Free Read Novels Online Home

Valley Girls by Sarah Nicole Lemon (21)

Twenty Two

The smell of the swollen river and wood smoke led Rilla under the cedars as she walked into Camp 4 the next morning. She was going climbing with Walker.

Her hair was braided, and she wore her mom’s cut-off “Southern X-Posure” T-shirt and a pair of Thea’s fancy outdoor pants she’d stolen. Gage had wrapped a cord around her sunglasses so they would hang on her neck if she knocked them off while climbing, and her old West Virginia Mountaineers hat rested snugly on her head. In her backpack she carried her booty from turning in all her homework to Thea and spending all her money—a harness, shoes that seemed to fit, a helmet, Grigri, and a chalk bag. It made her feel equally legit and fake. But she gripped the gear and tried to look like she belonged.

She was determined.

Hoisting the harness on her shoulder, she blocked out the image of everyone laughing at her behind her back, and walked into the sacred realm of white tents of the SAR site.

Four people—not including Walker—sat at a picnic table under one of the tarp porches, sharing what looked like a cozy breakfast. Two girls and two men. Tanned and strong and worn out in the way Walker often seemed—not in the physical sense, but where his clothes and his patience didn’t suffer fools. The girl on the end closest to Rilla, with her coltish limbs and a smattering of freckles, noticed her first and they all paused and looked quizzically at her, confirming her suspicion that entering this part of the camp was like entering into someone’s house unannounced. She’d just waltzed into their kitchen, during breakfast. She swallowed quickly and her face burned. “Walker?” she choked out, thinking the less she said, the better she’d be.

“What?” the girl asked, tilting her head further.

Rilla swallowed. “Is Walker around? I’m Thea’s sister.”

The girl blinked and suddenly her face changed, warm and welcoming and smiling. “You’re Thea’s sister? Hey! Welcome to Yosemite.”

Rilla smiled, relieved as she came closer to the table. “Thank you.”

“I’ve seen you around. I didn’t know you were Thea’s sister.”

Rilla nodded. “Yeah, we’re half sisters.”

The girl nodded like she was thinking clearly, but was trying to be polite.

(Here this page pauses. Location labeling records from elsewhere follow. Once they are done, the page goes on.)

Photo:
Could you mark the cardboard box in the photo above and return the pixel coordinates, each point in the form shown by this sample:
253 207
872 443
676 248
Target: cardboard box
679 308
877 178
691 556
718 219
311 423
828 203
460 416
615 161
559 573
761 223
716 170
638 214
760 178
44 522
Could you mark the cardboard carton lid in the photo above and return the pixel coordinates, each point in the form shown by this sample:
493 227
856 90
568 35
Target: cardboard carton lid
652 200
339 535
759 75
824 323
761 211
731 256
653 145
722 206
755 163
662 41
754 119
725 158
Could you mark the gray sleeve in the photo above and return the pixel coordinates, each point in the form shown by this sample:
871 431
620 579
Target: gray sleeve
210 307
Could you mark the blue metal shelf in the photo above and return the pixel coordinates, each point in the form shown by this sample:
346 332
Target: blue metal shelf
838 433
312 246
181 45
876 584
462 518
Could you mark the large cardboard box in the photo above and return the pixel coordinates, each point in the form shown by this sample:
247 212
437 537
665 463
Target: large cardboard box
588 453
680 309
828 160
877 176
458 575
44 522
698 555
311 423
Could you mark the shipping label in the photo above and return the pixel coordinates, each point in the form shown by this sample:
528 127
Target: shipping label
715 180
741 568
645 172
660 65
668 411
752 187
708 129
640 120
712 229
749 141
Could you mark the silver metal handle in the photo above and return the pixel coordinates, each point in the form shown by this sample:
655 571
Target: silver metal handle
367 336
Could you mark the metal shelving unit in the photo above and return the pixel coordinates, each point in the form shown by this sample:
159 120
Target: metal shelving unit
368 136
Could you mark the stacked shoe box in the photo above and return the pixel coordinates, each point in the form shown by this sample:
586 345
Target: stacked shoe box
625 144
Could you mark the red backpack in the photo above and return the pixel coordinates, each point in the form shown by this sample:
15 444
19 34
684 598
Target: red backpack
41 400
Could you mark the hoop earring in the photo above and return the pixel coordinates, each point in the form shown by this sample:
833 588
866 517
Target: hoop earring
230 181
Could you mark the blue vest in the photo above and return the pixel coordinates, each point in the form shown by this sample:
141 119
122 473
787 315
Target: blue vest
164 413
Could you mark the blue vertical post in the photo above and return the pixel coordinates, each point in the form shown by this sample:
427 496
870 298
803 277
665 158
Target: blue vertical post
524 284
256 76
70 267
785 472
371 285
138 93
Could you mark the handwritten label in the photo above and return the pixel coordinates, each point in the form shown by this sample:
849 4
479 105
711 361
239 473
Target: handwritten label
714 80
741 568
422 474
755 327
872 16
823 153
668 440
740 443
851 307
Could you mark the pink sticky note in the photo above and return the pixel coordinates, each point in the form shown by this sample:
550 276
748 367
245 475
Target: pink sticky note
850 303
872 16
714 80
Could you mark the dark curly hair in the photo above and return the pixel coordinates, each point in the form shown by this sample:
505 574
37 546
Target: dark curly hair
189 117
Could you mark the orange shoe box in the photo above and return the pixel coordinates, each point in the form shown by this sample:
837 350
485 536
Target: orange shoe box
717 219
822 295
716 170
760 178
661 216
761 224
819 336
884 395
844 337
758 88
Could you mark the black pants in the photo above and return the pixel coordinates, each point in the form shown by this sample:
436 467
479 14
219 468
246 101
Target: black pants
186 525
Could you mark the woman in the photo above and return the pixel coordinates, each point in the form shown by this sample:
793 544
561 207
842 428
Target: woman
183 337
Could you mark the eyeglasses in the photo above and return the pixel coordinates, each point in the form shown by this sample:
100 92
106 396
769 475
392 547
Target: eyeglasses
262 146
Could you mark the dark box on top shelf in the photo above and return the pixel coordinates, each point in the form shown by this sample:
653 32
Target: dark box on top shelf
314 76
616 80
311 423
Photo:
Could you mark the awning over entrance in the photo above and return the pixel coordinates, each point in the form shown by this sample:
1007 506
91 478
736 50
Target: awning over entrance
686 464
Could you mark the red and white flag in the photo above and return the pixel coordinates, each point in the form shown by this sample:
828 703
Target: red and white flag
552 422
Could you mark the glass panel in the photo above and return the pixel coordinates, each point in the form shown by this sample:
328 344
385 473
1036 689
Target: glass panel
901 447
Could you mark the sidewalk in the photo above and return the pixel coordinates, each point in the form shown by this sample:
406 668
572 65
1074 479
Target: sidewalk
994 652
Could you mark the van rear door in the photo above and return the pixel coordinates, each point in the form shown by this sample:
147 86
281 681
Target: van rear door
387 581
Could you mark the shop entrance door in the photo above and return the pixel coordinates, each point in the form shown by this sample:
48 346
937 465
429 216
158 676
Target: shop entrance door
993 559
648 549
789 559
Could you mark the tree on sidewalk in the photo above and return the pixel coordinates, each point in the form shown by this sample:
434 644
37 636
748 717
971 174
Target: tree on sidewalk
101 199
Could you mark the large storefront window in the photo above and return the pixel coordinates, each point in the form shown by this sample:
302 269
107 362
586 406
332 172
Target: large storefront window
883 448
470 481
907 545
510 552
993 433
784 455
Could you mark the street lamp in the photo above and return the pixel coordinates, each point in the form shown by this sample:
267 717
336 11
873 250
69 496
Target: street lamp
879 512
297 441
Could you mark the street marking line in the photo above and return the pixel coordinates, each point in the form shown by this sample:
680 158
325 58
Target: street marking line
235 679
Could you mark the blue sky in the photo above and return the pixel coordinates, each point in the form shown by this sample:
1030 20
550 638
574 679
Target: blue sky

Walker came from the direction of the road, back from a run and already sweating despite the cool morning air. He ran a hand through his hair and his eyes only met Rilla’s for a second.

Adrienne nodded hello.

Rilla waved hello and fought the urge to cringe. She didn’t belong here.

“West Virginia,” Walker said. “Have a seat.”

There was an empty chair beside him and Rilla sank into it, happy to be smaller, folded up and safe.

It was a different crowd, but the same circle in the dirt. A strange mixture of ranger, climber, and summer employee—they sat around a fire covered with a grate and a cast iron skillet and moved slowly as the sun crept through the trees.

“We almost ate your food,” a man said, picking up a plate. He wore a blue T-shirt and canvas pants, and his long white hair floated out from the bottom of his ball cap. He seemed much older than Walker—in that age where men’s ages become indecipherable beyond the modifier older. He was attractive, or could be, if one squinted and tilted their head and imagined him cleaned up a bit and the wild man beard trimmed and put into regular clothes instead of whatever sweatpants and white socks with sandals thing he was wearing.

Mark almost ate your food,” Walker said. “Want some coffee?”

Rilla accepted the plate burdened with little sausages, softly charred peppers, and onions—and a browned waffle—with a nervous smile.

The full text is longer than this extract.